The government also plans to sell the pipeline eventually, possibly at a profit. Richard Mason, a fellow at the University of Calgary’s School of Public Policy and the former CEO of the Alberta Petroleum Marketing Commission, has argued that a completed pipeline would command a good price, according to comments reported by Global News.

Even so, analysts have noted that the private market was struggling to complete the pipeline expansion without government intervention, and have questioned whether supporting this project will actually lead to better prospects for exporting these fuels to other markets that are further afield.

Further complications include uncertainty about the timeframe of phasing out fossil fuel subsidies. While the government purchase of the pipeline comes before the G7’s self-imposed 2025 phase-out deadline, some experts warn that the infrastructure project has the potential to lock-in increased oil production for decades to come.

How the G7 and G20 will address fossil fuel subsidies at their summits this year remains to be seen. While the G7 summit kicks off this weekend, this year’s G20 will be held in Argentina from 30 November to 1 December.

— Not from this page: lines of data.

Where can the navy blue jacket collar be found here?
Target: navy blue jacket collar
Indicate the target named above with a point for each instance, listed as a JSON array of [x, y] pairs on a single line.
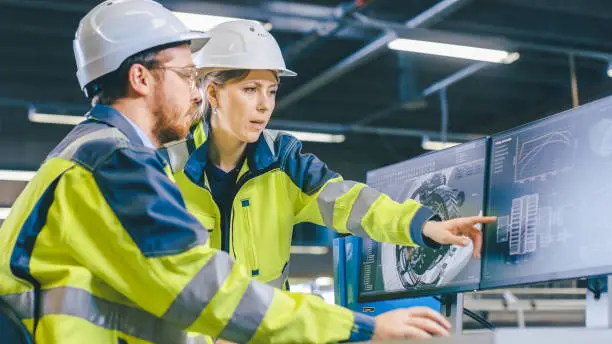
[[259, 155]]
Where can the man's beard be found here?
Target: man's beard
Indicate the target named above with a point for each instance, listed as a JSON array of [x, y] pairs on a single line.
[[172, 124]]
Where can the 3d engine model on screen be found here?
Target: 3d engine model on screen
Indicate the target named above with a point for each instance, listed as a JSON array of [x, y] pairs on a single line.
[[419, 266], [451, 183]]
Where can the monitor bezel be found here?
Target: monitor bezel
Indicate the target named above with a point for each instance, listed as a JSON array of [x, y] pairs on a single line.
[[393, 295], [552, 276]]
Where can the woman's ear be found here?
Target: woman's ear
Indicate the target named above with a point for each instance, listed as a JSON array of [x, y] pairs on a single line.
[[212, 95]]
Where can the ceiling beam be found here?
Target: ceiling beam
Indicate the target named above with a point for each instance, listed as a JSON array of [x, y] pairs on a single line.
[[379, 45]]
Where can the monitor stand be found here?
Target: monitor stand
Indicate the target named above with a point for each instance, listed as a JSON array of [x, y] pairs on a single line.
[[451, 306], [599, 303]]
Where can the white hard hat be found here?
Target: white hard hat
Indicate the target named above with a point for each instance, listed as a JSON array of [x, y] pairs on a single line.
[[117, 29], [241, 44]]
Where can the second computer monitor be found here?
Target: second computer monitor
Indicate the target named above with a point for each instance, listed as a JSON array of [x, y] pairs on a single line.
[[451, 182], [551, 188]]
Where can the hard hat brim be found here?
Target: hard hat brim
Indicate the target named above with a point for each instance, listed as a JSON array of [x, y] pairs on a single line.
[[281, 72], [198, 40]]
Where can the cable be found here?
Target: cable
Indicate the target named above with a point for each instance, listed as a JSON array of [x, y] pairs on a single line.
[[482, 321]]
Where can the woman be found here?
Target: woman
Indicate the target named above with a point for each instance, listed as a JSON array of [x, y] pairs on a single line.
[[250, 186]]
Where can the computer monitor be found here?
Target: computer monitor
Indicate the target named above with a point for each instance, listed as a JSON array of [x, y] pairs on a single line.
[[550, 186], [452, 183]]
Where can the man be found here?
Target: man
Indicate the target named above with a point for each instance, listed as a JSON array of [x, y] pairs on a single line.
[[99, 248]]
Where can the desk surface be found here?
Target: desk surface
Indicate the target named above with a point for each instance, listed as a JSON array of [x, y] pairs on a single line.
[[524, 336]]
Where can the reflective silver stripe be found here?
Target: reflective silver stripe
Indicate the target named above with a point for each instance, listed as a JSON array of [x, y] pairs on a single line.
[[280, 281], [178, 154], [270, 136], [72, 148], [367, 196], [109, 315], [21, 303], [196, 340], [249, 314], [327, 199], [192, 300]]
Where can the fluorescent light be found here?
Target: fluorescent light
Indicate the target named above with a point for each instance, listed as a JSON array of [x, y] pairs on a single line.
[[317, 137], [452, 50], [4, 213], [324, 281], [201, 22], [437, 145], [15, 175], [55, 119], [316, 250]]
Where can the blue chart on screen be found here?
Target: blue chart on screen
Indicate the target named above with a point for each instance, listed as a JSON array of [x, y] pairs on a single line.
[[451, 182], [551, 188]]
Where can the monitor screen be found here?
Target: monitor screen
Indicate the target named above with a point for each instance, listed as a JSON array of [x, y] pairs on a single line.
[[550, 187], [452, 183]]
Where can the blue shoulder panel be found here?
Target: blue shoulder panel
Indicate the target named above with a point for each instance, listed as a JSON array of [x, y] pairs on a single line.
[[147, 203], [305, 170], [22, 252]]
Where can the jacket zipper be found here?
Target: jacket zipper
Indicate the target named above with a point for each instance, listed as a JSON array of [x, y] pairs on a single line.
[[249, 246]]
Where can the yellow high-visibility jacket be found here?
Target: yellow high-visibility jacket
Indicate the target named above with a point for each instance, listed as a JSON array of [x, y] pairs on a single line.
[[278, 187], [99, 248]]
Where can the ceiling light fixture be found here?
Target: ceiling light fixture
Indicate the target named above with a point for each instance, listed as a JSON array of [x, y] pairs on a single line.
[[453, 50]]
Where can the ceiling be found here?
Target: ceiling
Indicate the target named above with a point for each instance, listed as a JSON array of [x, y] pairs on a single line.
[[37, 69]]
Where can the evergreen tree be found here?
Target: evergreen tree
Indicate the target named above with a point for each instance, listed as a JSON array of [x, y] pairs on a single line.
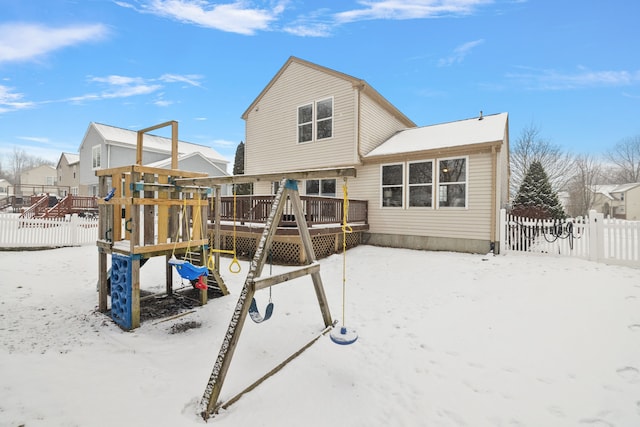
[[238, 169], [535, 198]]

Environmental groups issue G7 subsidy scorecards

Ahead of this weekend’s G7 summit, a group of environmental non-governmental organisations, including Overseas Development Institute, the Natural Resources Defense Council, and others, released G7 fossil fuel subsidy scorecards for the G7 member countries, excluding the EU, which is a non-enumerated G7 member. Some EU member states are part of the G7 in their individual capacity.

According to the report, G7 governments give at least US$100 billion per year in subsidies for the production and use of fossil fuels. The report urges countries to take greater action to phase out fossil fuel subsidies; calls for defining and fully documenting subsidies; and warns against their failing to create accountability mechanisms for the countries’ commitments.

Among the seven countries examined, Canada ranked third best overall across seven indicators, which include different types of subsidies as well as transparency and commitments. However, Canada ranked lower on support for oil and gas production, as it provides more fiscal support (per unit of GDP) to oil and gas production than all other G7 countries.

The report also notes the countries’ commitments to the UN Sustainable Development Goals (SDGs), which call for “rationalis[ing] inefficient fossil-fuel subsidies” in SDG 12. It further cites the UN’s Paris Agreement on climate change requirement for countries to make “finance flows consistent with a pathway towards low greenhouse gas emissions and climate-resilient development.”

Turning the various commitments on fossil fuel subsidies into concrete action remains a big challenge. Some experts suggest dealing with this issue in the WTO, arguing that its binding nature, enforcement mechanism, and experience in negotiating sectoral subsidies disciplines could help advance reform. In a first step, a group of 12 WTO members issued a joint declaration at the 11th Ministerial Conference in Buenos Aires, Argentina, last December.

ICTSD reporting; “Trans Mountain pipeline will attract buyers if Ottawa can complete expansion, experts say,” GLOBAL NEWS, 31 May 2018; “Trans Mountain pipeline was too risky for Kinder, Trudeau says,” BLOOMBERG, 29 May 2018; “Over 800 businesses slam Trudeau government’s purchase of Trans Mountain pipeline,” GLOBAL NEWS, 30 May 2018; “Canada to buy Kinder Morgan oil pipeline in bid to save project,” REUTERS, 29 May 2018; “Canada oil pipeline buyout ‘subsidising a market failure,’” CLIMATE HOME NEWS, 31 May 2018.